Lt. Gov. candidate Aryanna Berringer says she’s lived the life of the forgotten constituents she wants to help | Blogh

Tuesday, November 28, 2017

Lt. Gov. candidate Aryanna Berringer says she’s lived the life of the forgotten constituents she wants to help

Posted By on Tue, Nov 28, 2017 at 12:17 PM

click to enlarge Aryanna Berringer - PHOTO COURTESY OF CAMPAIGN
Photo courtesy of campaign
Aryanna Berringer
When Murrysville resident Aryanna Berringer was a kid, her father was arrested and jailed for marijuana possession. She is the youngest of 10 children, and her mother had to work three waitress jobs to make ends meet, since her father, a truck driver, could no longer support the family.

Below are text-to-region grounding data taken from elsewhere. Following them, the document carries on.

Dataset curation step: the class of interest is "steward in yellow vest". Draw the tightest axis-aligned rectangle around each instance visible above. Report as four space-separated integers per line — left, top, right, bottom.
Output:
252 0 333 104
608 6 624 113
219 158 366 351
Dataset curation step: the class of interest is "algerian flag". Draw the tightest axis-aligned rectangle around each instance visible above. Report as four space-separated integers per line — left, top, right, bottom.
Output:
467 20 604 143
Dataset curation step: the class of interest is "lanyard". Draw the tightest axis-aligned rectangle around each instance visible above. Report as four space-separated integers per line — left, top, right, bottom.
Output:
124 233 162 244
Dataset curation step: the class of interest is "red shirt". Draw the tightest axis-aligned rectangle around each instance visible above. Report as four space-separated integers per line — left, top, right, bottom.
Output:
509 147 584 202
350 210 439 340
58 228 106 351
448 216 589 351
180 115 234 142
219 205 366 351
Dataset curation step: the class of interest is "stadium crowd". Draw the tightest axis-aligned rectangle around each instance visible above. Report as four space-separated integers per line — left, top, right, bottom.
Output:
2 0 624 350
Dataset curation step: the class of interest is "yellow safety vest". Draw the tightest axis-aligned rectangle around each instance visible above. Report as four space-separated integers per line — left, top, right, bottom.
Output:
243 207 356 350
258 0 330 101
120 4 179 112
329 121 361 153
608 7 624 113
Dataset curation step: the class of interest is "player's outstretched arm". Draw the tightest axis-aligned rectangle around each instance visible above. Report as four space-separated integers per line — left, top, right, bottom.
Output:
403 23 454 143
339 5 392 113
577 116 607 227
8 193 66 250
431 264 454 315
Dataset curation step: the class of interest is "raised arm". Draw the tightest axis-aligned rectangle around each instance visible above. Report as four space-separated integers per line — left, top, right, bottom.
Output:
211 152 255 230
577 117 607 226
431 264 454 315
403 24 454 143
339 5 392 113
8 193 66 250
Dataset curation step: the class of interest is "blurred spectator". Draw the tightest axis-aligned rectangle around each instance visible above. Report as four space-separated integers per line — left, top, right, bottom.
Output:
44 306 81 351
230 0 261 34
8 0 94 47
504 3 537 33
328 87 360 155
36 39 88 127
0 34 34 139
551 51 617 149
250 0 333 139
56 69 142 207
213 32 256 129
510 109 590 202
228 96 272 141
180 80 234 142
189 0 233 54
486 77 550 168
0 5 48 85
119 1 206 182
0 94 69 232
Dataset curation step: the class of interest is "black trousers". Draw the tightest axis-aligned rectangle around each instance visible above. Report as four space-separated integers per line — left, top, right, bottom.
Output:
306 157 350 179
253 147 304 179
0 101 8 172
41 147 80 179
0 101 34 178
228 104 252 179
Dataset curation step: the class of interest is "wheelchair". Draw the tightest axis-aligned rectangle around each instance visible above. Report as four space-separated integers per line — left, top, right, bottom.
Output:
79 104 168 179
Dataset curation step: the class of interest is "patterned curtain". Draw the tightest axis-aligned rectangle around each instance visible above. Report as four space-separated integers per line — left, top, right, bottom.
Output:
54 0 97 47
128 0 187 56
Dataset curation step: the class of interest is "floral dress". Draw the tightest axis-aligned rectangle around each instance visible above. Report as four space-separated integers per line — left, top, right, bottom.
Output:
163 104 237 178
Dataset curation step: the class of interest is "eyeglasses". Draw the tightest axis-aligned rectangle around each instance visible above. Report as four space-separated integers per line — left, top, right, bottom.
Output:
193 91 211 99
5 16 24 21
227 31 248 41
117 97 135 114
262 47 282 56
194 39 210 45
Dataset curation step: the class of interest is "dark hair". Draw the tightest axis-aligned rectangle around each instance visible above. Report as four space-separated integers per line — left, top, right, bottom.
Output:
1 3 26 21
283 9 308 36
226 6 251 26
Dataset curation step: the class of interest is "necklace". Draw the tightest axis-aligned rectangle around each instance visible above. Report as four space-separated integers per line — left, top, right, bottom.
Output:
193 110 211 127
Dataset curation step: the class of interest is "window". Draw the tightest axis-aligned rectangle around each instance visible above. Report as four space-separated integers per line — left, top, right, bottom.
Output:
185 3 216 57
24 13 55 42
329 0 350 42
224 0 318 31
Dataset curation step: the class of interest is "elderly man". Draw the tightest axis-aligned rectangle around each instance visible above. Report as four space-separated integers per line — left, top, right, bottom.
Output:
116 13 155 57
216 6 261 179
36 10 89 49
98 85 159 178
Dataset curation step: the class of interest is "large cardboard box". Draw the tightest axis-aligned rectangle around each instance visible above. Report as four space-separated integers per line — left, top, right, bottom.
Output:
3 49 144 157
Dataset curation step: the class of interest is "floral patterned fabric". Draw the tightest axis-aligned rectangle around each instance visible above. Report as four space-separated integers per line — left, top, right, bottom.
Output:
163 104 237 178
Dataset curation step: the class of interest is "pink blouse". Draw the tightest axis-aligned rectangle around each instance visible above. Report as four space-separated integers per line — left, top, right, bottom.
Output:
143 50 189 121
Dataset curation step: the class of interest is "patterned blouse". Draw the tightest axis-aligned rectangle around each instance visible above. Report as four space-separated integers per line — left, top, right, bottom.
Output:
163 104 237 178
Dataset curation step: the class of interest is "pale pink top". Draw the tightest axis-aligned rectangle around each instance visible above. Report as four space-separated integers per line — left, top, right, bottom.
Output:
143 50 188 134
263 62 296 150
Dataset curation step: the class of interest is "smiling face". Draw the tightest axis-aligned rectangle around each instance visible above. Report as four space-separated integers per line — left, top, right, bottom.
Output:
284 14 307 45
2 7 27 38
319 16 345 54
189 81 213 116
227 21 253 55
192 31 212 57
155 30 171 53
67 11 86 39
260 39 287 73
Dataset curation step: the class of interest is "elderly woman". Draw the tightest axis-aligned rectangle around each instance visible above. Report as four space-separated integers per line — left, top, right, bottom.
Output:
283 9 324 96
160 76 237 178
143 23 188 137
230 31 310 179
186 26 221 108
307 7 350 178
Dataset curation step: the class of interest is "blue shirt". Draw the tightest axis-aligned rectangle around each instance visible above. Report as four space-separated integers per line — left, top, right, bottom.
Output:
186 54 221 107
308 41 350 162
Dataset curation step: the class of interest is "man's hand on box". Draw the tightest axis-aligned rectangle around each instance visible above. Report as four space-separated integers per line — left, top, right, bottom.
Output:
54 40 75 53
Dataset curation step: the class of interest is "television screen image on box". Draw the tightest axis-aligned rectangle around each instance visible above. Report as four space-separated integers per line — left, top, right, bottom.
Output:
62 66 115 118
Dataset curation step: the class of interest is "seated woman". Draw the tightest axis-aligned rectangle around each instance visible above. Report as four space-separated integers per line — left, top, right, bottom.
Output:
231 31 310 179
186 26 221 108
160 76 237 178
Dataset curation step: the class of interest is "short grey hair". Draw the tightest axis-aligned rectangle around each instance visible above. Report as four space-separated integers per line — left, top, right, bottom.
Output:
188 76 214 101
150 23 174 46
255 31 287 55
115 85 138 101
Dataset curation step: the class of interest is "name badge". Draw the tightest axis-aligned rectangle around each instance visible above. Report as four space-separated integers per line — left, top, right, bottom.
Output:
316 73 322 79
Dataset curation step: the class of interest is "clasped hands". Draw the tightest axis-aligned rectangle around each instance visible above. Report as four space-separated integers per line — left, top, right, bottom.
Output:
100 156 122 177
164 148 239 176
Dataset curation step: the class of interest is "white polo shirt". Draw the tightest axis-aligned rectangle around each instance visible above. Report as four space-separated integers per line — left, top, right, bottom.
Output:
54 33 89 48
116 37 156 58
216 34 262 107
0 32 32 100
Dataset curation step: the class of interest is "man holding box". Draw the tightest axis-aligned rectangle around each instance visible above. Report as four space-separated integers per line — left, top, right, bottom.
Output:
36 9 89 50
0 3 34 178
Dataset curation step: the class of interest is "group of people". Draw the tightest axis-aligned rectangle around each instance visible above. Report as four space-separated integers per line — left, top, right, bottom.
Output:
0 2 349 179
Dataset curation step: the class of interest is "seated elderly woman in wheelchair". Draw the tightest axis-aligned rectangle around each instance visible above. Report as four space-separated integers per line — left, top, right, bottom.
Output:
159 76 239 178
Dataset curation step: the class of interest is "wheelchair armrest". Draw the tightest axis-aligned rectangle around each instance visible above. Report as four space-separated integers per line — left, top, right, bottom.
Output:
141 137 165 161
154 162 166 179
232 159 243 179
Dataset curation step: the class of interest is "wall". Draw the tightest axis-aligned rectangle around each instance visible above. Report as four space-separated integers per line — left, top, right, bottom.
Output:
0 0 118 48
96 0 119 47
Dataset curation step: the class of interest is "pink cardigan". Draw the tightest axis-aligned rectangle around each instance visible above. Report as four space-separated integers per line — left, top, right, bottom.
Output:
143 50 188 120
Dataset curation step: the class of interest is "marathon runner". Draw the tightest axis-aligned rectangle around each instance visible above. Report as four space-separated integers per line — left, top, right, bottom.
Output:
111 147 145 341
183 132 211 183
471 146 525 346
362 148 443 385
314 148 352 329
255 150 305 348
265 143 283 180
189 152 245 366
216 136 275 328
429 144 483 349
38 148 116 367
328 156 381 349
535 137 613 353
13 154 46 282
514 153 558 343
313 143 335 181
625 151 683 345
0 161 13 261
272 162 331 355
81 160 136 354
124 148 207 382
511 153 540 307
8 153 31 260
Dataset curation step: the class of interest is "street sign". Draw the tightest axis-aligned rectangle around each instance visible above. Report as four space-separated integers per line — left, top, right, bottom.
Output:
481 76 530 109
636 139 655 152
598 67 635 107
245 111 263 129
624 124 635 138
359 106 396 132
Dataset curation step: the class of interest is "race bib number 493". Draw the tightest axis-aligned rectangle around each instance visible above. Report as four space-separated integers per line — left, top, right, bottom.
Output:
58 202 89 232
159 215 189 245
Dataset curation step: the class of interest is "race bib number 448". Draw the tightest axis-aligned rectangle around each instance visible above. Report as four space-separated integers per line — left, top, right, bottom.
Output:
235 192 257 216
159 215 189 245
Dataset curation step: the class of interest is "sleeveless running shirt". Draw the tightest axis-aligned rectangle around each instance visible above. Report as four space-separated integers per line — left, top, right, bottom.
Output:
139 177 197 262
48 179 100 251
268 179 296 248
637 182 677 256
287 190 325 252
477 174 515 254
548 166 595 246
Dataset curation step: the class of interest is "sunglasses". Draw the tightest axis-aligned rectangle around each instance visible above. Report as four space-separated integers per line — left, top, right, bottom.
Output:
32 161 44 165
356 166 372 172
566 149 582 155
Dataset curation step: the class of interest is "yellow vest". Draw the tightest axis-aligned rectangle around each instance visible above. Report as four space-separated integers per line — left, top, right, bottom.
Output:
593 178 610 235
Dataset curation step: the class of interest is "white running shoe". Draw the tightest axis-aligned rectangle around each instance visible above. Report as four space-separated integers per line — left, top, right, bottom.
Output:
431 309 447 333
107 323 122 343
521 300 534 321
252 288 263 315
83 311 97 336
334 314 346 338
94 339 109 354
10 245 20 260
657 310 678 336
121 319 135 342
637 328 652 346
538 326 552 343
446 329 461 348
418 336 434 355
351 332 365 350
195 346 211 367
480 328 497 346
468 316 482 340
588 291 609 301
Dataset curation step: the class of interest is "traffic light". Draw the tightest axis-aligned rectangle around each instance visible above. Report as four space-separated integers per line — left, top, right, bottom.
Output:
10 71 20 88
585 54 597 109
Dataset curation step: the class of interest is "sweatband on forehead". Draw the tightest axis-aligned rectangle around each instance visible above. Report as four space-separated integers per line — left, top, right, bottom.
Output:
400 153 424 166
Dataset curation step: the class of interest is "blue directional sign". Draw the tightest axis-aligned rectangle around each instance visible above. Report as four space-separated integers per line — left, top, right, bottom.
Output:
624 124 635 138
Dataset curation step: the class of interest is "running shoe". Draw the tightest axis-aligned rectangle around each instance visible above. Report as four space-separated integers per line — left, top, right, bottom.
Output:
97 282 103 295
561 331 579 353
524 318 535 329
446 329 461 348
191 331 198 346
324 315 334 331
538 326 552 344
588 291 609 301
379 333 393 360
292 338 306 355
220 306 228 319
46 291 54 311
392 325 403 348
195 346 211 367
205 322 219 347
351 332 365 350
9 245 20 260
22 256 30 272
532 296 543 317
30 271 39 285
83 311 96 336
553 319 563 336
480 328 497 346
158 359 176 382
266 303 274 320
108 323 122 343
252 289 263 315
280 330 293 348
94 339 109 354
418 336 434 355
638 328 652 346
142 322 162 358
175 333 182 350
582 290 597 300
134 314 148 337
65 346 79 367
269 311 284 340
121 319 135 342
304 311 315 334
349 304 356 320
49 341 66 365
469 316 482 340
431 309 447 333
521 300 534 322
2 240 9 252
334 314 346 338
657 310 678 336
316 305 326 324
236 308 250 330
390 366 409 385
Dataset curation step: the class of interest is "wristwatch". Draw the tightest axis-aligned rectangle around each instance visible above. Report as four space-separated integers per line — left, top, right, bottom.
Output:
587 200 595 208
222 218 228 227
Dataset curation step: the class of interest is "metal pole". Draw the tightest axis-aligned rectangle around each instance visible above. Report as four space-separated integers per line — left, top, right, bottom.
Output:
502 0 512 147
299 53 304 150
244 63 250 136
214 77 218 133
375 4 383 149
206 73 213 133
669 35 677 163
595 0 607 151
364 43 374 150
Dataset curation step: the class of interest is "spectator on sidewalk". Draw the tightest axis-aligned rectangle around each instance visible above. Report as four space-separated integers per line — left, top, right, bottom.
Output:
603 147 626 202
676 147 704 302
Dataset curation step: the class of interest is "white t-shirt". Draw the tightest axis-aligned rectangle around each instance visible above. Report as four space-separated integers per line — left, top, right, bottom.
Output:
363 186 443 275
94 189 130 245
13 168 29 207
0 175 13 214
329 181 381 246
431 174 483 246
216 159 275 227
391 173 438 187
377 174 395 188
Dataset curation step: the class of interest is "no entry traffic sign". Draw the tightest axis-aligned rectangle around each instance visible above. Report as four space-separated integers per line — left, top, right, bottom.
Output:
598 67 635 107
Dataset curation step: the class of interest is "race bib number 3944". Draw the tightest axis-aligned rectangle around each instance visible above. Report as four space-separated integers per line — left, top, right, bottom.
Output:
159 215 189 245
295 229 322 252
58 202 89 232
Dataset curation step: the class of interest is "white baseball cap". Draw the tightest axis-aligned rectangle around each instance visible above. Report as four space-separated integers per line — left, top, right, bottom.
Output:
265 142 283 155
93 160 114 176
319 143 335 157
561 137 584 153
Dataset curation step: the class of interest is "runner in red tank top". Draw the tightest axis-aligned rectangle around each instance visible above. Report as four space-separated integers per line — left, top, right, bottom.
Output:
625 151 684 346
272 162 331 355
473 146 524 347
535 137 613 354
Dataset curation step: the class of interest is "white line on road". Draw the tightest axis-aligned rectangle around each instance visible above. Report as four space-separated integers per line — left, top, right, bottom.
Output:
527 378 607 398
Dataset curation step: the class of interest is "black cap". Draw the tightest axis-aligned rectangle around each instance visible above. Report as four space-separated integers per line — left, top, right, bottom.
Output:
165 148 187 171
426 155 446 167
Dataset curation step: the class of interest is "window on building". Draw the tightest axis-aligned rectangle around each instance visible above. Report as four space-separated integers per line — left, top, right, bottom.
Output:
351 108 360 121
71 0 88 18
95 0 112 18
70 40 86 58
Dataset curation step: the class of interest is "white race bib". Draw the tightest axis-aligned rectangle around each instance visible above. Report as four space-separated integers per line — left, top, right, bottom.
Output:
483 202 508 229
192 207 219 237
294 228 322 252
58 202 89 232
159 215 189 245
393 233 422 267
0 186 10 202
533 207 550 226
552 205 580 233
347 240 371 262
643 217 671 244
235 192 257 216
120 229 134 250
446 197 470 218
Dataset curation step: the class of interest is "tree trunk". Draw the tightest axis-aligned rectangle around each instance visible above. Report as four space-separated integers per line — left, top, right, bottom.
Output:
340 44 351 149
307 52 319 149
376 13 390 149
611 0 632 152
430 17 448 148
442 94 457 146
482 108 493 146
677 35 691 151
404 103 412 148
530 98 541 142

Berringer, a longtime Democratic Party activist and Iraq War veteran, entered the race to challenge incumbent Lt. Gov. Mike Stack (D-Philadelphia) back in May. She says her life experience is what motivated her to run for lieutenant governor; she hopes to counter any other candidates who may lack authenticity.

“Politicians that have been bred for these roles,” says Berringer. “We don’t often elect people who have lived through the life of the people they want to serve.”

Lieutenant governor is often an overlooked office, says Berringer, but even in its current form, it can have a powerful effect. Berringer points out that Pennsylvania's lieutenant governor has a seat on the state’s Board of Pardons, and thus could have influence in criminal-justice issues. Many municipalities, like Pittsburgh, have taken the step to decriminalize low-quantity marijuana possession, and Berringer says, for example, had her father been pardoned, it would have had a huge impact on her childhood.

She also wants to use the position  to be an advocate for policy changes. “Recreational marijuana should be legal,” says Berringer. “Not just the economic benefit to the state, but for the economic better [for] families, since [marijuana possession] convictions can upend families.”

Berringer hopes to use the lieutenant governor's office to travel the state and campaign for other policies like a $15 minimum wage and the Farm to School initiative, which helps local farms sell fresh produce to public schools for kids’ lunches. She also wants to use the seat to talk about issues that aren’t always easy for Pennsylvanians to discuss openly.

“My dad is black, and my mom is white,” says Berringer. “We talked about race, we need to talk about race. So much of struggles of race relations are just people being afraid to have the conversation.”

Berringer says a Democratic lieutenant governor should make a difference for Pennsylvanians and one of her main objectives is to promote her policies to show residents that policies do help people.

“I am Democrat because without the policies put out by Democrats, I would not be the person I am today,” she says.